Maj. Hedley Bungay of the Salvation Army said the organization, through its outreach programs, met numerous people who don’t have insurance and can’t afford the service.
“They live with minimal income and they can barely meet their basic needs — you know, food and rent and practical things like haircuts,” he said.
The NLCA, which was already partnering with the Salvation Army on another program, was keen to offer its services in such a way.
“I think at the root of being a health-care professional is a desire to help people regardless of financial circumstances and, unfortunately, that’s not the way that the whole health-care system works,” said Wade. “The Salvation Army is just a wonderful organization that’s based its whole existence on helping people, so when you see something like that going on, you can’t help but catch the bug and do what you can to help out.”
Clients grateful for free chiropractic care
Wade sees clients two mornings per week. He said it’s not only clients of the New Hope Community Centre that avail of the service, but also the working poor.
“What we know is that musculoskeletal issues, which are one of the most significant burdens of disability in society right now, affect those in lower socioeconomic demographics more significantly than they do in most: people who have adverse living conditions, people who can’t afford proper nutrition, people who don’t wear proper footwear, their beds are not probably as good as we would like them to be, and if they are employed, a lot of times they are employed in jobs that are more labour intensive,” he said.

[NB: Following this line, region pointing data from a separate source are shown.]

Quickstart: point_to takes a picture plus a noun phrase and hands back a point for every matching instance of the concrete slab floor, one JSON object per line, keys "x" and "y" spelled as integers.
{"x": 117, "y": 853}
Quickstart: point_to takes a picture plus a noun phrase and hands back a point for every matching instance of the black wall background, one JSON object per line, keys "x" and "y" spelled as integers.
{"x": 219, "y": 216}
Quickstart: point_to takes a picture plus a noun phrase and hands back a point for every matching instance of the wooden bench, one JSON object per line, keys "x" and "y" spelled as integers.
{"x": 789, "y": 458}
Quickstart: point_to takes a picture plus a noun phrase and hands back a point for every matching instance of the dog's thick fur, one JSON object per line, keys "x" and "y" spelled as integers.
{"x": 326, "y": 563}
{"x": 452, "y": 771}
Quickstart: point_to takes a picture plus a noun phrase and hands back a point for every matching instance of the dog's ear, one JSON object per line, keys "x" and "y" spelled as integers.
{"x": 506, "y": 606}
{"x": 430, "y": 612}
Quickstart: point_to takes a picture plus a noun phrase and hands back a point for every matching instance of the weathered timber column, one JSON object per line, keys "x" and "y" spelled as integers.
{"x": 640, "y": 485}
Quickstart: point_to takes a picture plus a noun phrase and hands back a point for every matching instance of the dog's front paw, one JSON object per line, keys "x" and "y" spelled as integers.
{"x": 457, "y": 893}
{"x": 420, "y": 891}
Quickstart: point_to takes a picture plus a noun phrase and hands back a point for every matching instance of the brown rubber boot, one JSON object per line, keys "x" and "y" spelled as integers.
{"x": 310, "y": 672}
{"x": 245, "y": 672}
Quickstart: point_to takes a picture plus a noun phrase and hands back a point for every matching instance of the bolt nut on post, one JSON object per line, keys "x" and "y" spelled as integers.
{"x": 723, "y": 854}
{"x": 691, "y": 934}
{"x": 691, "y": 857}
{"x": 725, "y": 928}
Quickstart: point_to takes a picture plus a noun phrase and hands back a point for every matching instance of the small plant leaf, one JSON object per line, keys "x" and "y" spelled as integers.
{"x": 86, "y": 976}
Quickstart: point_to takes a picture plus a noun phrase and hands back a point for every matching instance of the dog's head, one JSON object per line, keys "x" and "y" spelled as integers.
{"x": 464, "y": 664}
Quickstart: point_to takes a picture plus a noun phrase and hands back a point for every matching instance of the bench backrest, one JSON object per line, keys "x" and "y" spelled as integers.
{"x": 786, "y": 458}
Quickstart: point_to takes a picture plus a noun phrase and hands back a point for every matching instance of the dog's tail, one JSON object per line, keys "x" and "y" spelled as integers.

“Also, there’s a segment of this population, as there is in any population, that has struggles with substance addictions, so sometimes the treatment alternatives for them from a medical perspective are limited, so it’s nice to have a non-drug type of therapy that has been proven to be effective for treating these types of conditions.”
Wade said most of the clients he sees there experience lower back pain as well as upper back, shoulder and neck pain.
“Also, we see a lot of people with foot and lower leg conditions from the fact that these people do a lot of walking as their mode of transportation,” he said.
“We’ve been very fortunate that the results that we’ve been having are quite good for this population, and most patients are very pleased to have access to a service that they’ve never had before. It also gives a sense of normalcy that they would have access to a service that anyone in the general population would.”
Bungay said the clients are very happy with the service, and recalls one woman’s comments after seeing Dr. Wade.
“She said, ‘This is like Christmas,’ meaning that she has been given a wonderful gift just to see Dr. Wade and to deal with some of the pain issues that she was experiencing,” Bungay said. “The physician that she was seeing was giving her medication to deal with the pain, but really not dealing with the pain, if you get what I’m talking about. It’s like putting a Band-Aid on, but not really dealing with the real issue.”
Wade sees clients on Tuesday and Thursday mornings at the George Street United Church, where the Salvation Army’s centre outreach services are housed temporarily until its new facility on Springdale Street is open.